How to read data from nested directories in Apache Spark SQL? - programming tips about Spark SQL on waitingforcode.com

Sometimes your data may be stored in a nested hierarchy, like:

bartosz:/tmp/test-nested-wildcard$ tree
.
├── 11
│   ├── 11.json
│   └── 22
│       ├── 22a.json
│       ├── 22b.json
│       └── 33
│           └── 33.json
└── 12
    └── 12.json

4 directories, 5 files

And if you're wondering whether you can read it with Apache Spark, yes - you can.

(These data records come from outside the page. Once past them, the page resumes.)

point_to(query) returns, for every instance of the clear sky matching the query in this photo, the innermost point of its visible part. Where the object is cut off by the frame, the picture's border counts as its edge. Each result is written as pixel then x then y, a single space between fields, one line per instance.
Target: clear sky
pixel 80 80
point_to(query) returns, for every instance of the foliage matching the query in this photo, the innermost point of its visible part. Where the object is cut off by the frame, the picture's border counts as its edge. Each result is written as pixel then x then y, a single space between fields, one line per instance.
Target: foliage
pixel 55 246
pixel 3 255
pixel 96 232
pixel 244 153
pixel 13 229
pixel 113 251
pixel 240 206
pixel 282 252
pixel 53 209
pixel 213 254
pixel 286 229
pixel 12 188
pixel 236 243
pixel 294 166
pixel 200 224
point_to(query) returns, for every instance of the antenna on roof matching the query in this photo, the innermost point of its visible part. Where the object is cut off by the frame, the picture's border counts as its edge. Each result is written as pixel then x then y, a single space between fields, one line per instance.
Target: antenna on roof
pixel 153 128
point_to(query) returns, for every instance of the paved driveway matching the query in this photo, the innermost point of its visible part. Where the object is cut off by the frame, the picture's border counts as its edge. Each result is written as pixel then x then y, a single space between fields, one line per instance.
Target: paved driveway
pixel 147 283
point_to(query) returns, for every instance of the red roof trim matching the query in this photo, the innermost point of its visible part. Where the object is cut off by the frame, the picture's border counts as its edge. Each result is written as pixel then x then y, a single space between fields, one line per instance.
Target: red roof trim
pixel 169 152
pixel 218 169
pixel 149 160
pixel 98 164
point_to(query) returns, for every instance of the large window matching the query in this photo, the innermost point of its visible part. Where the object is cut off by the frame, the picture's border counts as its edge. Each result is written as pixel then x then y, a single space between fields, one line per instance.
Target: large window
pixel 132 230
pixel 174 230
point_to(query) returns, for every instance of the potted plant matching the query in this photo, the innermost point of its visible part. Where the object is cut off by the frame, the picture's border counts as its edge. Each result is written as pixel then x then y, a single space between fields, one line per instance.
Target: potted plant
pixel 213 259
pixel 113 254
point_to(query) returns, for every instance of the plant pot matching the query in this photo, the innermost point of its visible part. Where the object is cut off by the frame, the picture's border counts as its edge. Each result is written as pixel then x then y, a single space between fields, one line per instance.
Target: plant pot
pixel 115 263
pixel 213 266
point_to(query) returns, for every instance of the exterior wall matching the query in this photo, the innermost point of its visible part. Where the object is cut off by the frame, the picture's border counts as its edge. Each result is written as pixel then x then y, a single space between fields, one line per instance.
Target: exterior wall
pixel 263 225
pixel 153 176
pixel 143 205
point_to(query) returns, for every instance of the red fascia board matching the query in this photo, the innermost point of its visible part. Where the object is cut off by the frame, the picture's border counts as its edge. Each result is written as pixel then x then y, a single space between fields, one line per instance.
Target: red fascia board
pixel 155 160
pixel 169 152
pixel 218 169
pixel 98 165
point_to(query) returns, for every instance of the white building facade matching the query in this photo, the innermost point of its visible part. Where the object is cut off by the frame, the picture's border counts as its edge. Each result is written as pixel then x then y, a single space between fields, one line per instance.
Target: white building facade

You can use a wildcard sign ("*") at every level and, for instance, retrieve all data from directories under /tmp/test-nested-wildcard/11:

  "Apache Spark" should "read nested data with 3 wildcards" in {
    val sparkSession = SparkSession.builder()
      .appName("Nested hierarchy").master("local[*]").getOrCreate()
    import sparkSession.implicits._

    val readData = sparkSession.read.json(s"${baseDir}/*/*/*").map(row => row.getAs[String]("letter"))
      .collect()

    readData should have size 3
    readData should contain allElementsOf Seq("C", "B", "B")
  }

You can also retrieve the data with a partial wildcard ("1*" in the example):

  "Apache Spark" should "read nested data with a partial wildcard" in {
    val sparkSession = SparkSession.builder()
      .appName("Nested hierarchy").master("local[*]").getOrCreate()
    import sparkSession.implicits._

    val readData = sparkSession.read.json(s"${baseDir}/1*/*/*").map(row => row.getAs[String]("letter"))
      .collect()

    readData should have size 3
    readData should contain allElementsOf Seq("C", "B", "B")
  }